I tend, fondly, to make bizarre associations between places I know and the, mostly inconsequential, small gobbets of story that I find in the newspapers. This from The Western Times, Saturday 11th November 1837 probably means I shall never walk past Mary Arches church again without thinking of these two children. I think they must have been street children. No mother or father gets a mention. But why were they in church? Did they attend a service? (it was a Sunday.) or were they sheltering from the cold? (it was November.) They were certainly resourceful and vigorous infants:
" On Sunday night, two children who had fallen asleep, were locked in Saint Mary Arches church. The little urchins woke up soon after the doors were locked and , groping their way to the porch were fortunate enough to get hold of the bell rope, which they pulled with such vigour that the whole parish was speedily alarmed.
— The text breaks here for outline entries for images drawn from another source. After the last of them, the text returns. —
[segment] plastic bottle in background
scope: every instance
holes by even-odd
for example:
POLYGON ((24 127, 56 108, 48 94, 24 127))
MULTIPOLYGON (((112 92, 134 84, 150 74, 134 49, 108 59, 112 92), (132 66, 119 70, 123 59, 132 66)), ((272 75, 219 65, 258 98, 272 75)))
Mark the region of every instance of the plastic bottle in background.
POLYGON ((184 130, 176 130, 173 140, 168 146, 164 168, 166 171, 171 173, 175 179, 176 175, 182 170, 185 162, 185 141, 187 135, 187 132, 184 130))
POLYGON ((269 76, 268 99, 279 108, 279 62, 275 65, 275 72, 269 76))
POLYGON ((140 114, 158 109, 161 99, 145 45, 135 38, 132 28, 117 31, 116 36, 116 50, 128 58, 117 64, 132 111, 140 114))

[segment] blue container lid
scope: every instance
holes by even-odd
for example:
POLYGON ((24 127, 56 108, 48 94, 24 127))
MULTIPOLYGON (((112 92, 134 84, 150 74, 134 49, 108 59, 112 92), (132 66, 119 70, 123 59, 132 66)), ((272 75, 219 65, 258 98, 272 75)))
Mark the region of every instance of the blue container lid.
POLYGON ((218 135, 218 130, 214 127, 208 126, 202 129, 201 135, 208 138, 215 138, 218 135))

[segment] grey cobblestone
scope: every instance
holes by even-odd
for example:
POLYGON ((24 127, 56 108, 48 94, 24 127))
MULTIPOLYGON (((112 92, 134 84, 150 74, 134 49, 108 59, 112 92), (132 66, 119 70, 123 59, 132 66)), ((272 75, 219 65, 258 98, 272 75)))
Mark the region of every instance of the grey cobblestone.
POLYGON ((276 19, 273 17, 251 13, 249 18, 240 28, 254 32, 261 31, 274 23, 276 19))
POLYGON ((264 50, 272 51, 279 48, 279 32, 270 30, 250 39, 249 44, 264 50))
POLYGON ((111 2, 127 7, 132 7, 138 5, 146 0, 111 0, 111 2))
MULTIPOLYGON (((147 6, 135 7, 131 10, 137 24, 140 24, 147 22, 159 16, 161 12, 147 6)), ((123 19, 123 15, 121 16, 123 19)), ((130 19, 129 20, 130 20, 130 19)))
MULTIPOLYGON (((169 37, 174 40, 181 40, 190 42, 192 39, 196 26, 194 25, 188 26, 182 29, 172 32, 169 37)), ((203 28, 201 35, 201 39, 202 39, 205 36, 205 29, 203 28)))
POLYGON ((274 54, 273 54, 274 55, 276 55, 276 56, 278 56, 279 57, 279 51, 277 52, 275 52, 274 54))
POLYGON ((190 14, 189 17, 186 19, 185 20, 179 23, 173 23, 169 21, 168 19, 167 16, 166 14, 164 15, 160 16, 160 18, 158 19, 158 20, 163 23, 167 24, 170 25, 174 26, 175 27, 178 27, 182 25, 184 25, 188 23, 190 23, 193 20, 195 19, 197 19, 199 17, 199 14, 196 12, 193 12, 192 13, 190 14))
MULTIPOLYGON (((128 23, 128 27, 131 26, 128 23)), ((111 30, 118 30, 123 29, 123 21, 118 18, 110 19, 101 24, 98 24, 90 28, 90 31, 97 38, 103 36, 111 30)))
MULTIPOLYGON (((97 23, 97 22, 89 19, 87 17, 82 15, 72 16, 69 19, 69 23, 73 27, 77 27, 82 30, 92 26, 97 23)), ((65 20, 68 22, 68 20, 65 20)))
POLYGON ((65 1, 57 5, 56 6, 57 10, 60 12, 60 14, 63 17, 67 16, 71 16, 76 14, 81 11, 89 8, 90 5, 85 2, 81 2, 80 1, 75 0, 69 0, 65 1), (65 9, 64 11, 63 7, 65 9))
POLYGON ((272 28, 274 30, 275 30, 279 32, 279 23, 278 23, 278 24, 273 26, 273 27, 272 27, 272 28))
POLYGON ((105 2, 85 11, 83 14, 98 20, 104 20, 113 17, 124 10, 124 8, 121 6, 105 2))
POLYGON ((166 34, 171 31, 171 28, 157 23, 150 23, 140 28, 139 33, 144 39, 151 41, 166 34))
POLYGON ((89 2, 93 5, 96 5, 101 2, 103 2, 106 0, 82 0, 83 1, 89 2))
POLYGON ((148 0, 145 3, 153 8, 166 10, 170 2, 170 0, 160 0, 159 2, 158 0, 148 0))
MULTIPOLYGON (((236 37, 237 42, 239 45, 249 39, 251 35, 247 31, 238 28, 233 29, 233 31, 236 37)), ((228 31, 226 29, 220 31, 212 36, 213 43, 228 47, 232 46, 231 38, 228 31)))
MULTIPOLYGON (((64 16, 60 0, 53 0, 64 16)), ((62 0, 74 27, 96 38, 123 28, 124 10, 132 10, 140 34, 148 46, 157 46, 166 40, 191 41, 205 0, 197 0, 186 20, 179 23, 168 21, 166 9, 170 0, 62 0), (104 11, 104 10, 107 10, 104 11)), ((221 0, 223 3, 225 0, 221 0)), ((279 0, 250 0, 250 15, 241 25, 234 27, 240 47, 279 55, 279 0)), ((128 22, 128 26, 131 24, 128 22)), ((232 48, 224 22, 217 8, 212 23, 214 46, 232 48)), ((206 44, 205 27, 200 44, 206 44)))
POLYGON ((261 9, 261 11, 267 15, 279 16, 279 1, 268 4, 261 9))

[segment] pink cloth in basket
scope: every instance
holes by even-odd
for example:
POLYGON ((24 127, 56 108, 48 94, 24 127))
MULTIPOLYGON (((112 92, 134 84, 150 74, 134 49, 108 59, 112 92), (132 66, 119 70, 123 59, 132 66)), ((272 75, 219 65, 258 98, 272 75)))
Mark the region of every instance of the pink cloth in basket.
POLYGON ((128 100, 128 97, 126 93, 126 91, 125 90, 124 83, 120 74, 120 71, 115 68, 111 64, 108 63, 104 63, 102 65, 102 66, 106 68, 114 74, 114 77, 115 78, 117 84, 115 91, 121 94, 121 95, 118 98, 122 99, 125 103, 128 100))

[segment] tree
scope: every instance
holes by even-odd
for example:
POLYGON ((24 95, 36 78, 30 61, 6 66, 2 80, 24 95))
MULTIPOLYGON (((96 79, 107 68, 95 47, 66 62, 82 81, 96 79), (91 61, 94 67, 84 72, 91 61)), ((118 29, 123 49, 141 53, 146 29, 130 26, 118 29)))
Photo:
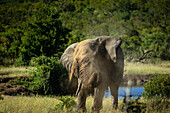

Search was made for the worthy clerk who was found with some difficulty and the poor sufferers were released from their thraldom."
I like the word urchin. Its first meaning in the nineteenth century was hedgehog. It had come to mean a child, not necessarily a poor child or a waif, and there were certainly plenty of urchins on the streets of Exeter, day and night. On Twelfth Day, the Feast of Epithany,1828, according to The Flying Post of the 15th January:
"The accustomed Display of Frosted Cakes, Kings and Queens &c. was made by the various confectioners of this city,....to the admiration of many hungry urchins who with longing eyes and watering mouths, crowded the different shop windows."
King cakes were gorgeously decorated kings' crowns, to remember the Magi. Queen cakes were not, I suspect, those trifling cup-cakes that now bear that name but something much grander.
I hope the hungry urchins of Exeter eventually had a crumb or two.